4. An enterprise or item that the head of the relevant customs office deems necessary to submit documents or examine.

(3) The head of a customs office shall examine cases subject to an immediate examination on the following matters. Where it is deemed difficult to conduct an immediate examination, he/she may examine such cases by changing them into cases of submission of documents:

1. Whether the contents of the application are accurately prepared pursuant to the outline for preparing the application; and

2. Whether the item number (H or 10 units), the name, and standard are appropriate.

3. Whether the goods are subject to refund under paragraph (4) 6;

(4) The head of any customhouse shall confirm documents submitted and transmitted under Article 5-1-1 with respect to cases of examination of submission of documents, and examine whether such documents and materials have been prepared accurately in accordance with the guidelines for preparation of applications and the following matters:

1. Whether the items and specifications are accurate;

2. If the number of goods (the number of HS 10 units) is appropriate.

3. Original condition, manufacturing and processing;

4. Whether the supplier is actually investigating;

5. Whether accurate descriptions are made by weight and by weight.

Article 5-1-6 (Electronic Registration of Details of Issuance, Issuance of Certificates, and Notification of Notice on Refund of Customs Duties, etc. on Raw Materials for Export)

(1) With respect to a case, the examination (inspection) of which has been completed pursuant to Articles 5-1-3 through 5-1-4, the date of confirmation, etc. shall be recorded electronically and the applicant shall be notified electronically.
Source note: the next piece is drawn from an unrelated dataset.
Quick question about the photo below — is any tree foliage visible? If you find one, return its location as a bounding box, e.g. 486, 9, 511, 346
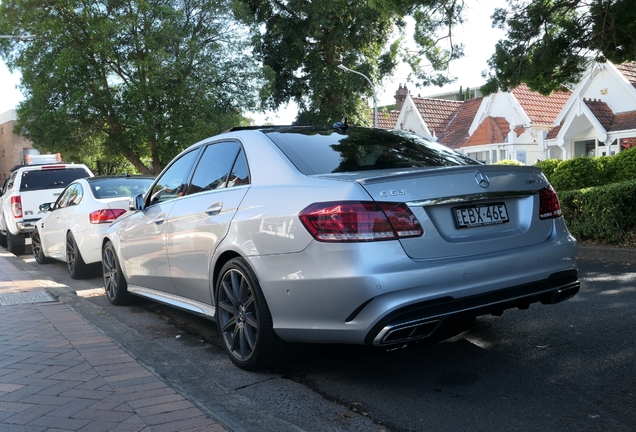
482, 0, 636, 95
0, 0, 260, 174
237, 0, 464, 125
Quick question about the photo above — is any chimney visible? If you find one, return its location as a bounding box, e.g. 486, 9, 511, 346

(2) Where an applicant makes a request, a certificate of entry may be notified to the transferee in electronic form. In such cases, the transferor shall notify the head of the competent customs office of the notice of a certificate of electronic document transmission business (attached Form 4-6) before the application, and the head of the customs office so notified shall register the certificate in the

(3) An applicant for verification of entry shall issue a certificate of entry with the following confirmation affixed thereon after checking whether the case subject to the immediately issuance of the examination conforms with the details of confirmation notified by the customs refund system after being notified of the details of confirmation:

(4) The head of a customs office shall, upon completion of an examination of a case involving the submission of documents, issue a written confirmation with a seal (attached Table 4) affixed by a customs officer stated in the written confirmation application.

(5) When a person provided with export items subject to refund to a bonded area, etc. finds any fact different from the details of the confirmation, he/she shall immediately report such fact to the head of the relevant customs office that issued the relevant confirmation

(6) When the head of a customs office brings in oil for use and consumption in a bonded factory, he/she may issue a written confirmation of carrying in of goods when the quantity subject to confirmation is determined, excluding the quantity required after the completion of test run.

(7) An applicant shall arrange and keep relevant documents, such as transaction documents and a receipt of goods, related to the issuance of a carry-in certificate, in accordance with the provisions of Article 8-0-4.